Debate is a skill and a sport. School debate teams routinely find out which side of an issue they're supposed to defend once they arrive at the venue, just as football teams depend on a flip of a coin to decide whether they kick off or receive. A good debater is supposed to be able to defeat a bad one regardless of which one has the right side. Creationists tend to have more experienced and skilled debaters than whatever local teacher or lecturer shows up to defend evolution. I daresay that Answers in Genesis creationist Jonathan Sarfati could beat Richard Dawkins in a game of chess -- but that doesn't really settle which one is closer to right. But the point is that a formal debate isn't much better as a guide to truth.

Debate has an interesting weakness. You can just make up stuff, and it works if your opponent doesn't catch you or call you on it. Duane Gish used to tell audiences, when he was debating hapless evolutionists, that contrary to evolutionary predictions, various enzymes in humans were more similar to homologous enzymes in chickens or frogs than to the corresponding enzymes in chimpanzees. In point of fact, the chimp versions and human versions of these enzymes were identical -- but hey, if no one called him on it, he scored a point.

The fact that creationists don't much impress the scientific community (indeed, they don't even much impress the court system -- debate skills don't work so well when you can be cross-examined at length) is more relevant than the fact that they do impress scientifically illiterate audiences.

Steven J. said...

Of course reconciling science and religion means compromising on the religion. So it has always been. We know, from the few surviving writings that mention their views on the matter, that Jews from around the time of Christ (e.g. in the book of Enoch or Josephus' histories) thought that the Earth was a flat disk surmounted by a solid dome of the sky. Early Christians like Theophilus of Antioch and Lactantius Firmianus affirmed the biblical flat disk-shaped Earth against pagan Greek thinkers who argued for a spherical Earth. But Lactantius was already in a minority (at least among educated Christians) in the early fourth century.
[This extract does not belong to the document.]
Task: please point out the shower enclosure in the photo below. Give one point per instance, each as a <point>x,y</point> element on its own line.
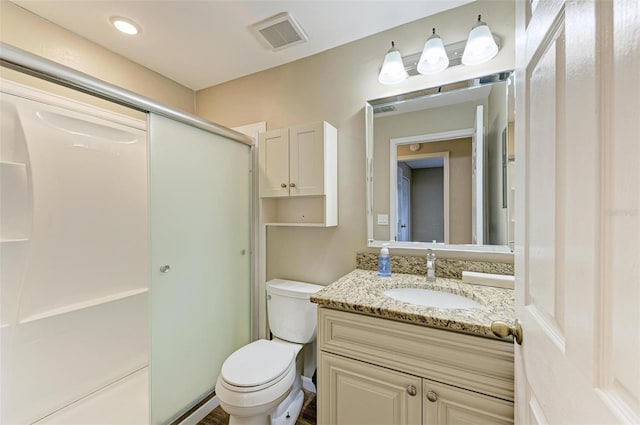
<point>125,261</point>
Eleven or twelve centuries later, many Christians argued against the idea that the Earth turned on its axis and orbited the sun. Did not the Bible clearly say that the sun, not the Earth, stopped moving at Joshua's command? Did not the Psalms repeatedly insist that the Earth had been established and did not move? And, for that matter, did not Genesis describe the sun being made after the Earth? On a heliocentric cosmology, that's a lot like digging a foundation after you put up the building, or making whales before there's an ocean to put them in; on a geocentrist cosmology it makes much more sense.

But the Bible, having once been reinterpreted to allow for a spherical Earth, was duly reinterpreted to allow for a moving Earth. This is how the reconciliation of science to the Bible works.